No ano seguinte, condenou publicamente o projeto de Constituição elaborado pela Comissão de Sistematização da Assembléia Nacional Constituinte (ANC), eleita em novembro de 1986. Para ele, era absurda a criação do Conselho Nacional de Justiça que representava a “ditadura do Legislativo”. Segundo ele, outras decisões da Constituinte indicavam que a esquerda pretendia estabelecer um partido único.
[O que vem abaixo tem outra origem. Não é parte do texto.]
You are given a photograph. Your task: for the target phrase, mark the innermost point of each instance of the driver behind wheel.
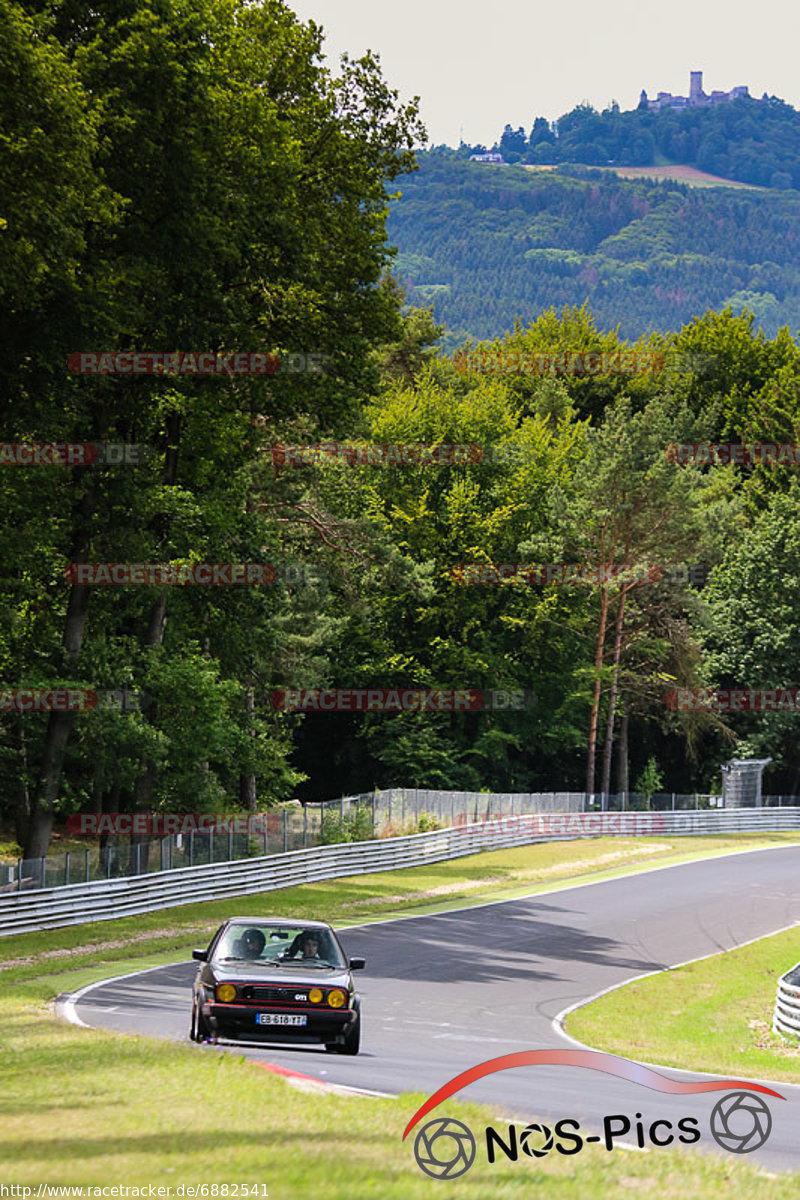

Em um de seus últimos pronunciamentos públicos, ocorrido em setembro de 1987, afirmou que o Estado Novo (1937-1945) “representou o desejo generalizado das elites em modelar o desenvolvimento socioeconômico do país”.
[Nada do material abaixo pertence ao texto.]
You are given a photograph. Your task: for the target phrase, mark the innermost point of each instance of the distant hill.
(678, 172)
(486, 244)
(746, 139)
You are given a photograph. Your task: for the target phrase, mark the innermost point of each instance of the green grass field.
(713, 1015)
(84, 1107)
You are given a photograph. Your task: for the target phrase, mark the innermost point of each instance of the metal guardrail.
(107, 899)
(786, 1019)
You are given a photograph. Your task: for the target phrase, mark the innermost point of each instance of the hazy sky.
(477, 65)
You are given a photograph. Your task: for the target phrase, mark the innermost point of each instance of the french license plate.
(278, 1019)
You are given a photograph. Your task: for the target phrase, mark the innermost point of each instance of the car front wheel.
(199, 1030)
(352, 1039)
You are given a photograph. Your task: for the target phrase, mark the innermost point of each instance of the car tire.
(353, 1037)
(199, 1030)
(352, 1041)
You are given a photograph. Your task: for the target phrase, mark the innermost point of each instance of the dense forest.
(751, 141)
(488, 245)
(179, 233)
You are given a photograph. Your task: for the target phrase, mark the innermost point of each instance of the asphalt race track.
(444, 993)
Foi membro da Sociedade Brasileira de Criminologia e da Associação do Ministério Público do Brasil.

Além de autor de inúmeras conferências e pareceres, Cordeiro Guerra pertenceu à Sociedade Brasileira de Criminologia como ocupante da cadeira “Nina Rodrigues”. Foi ainda membro da Diretoria da Associação do Ministério Público do Distrito Federal, depois estado da Guanabara.

Faleceu no Rio de Janeiro no dia 23 de junho de 1993.

Casou-se com Estela Dodsworth Cordeiro Guerra, com quem teve três filhos.

Publicou Da revisão dos contratos pelo juiz (tese), Um autor através de um livro e Direitos pessoais — direitos reais.

O arquivo de Cordeiro Guerra encontra-se depositado no Centro de Pesquisa e Documentação de História Contemporânea do Brasil (Cpdoc) da Fundação Getulio Vargas.

 

FONTES: CARNEIRO, G. História; CONSULT. MAGALHÃES, B.; COSTA, M. Cronologia; DULLES, J. Getúlio; Estado de S. Paulo (15 /5 e 10/12/82); Folha de S. Paulo (11 e 20/8/81 e 13/8/83); Globo (4/11/80, 25/6/81, 22/2/83, 29/12/85 e 25/2/86); Grande encic. Delta; Jornal do Brasil (6 e 27/9/74, 10/11/78, 9/4/79, 28/8/80, 5/7, 20/8 e 9/9/81, 6/3/83, 6/3/86, 6/9/87 e 25/9/89); MACHADO, F. Últimos; Perfil (1974 e 1980); RIBEIRO FILHO, J. Dic.; SUP. TRIB. FED. Sec. Doc.; SUP. TRIB. FED. Supremo.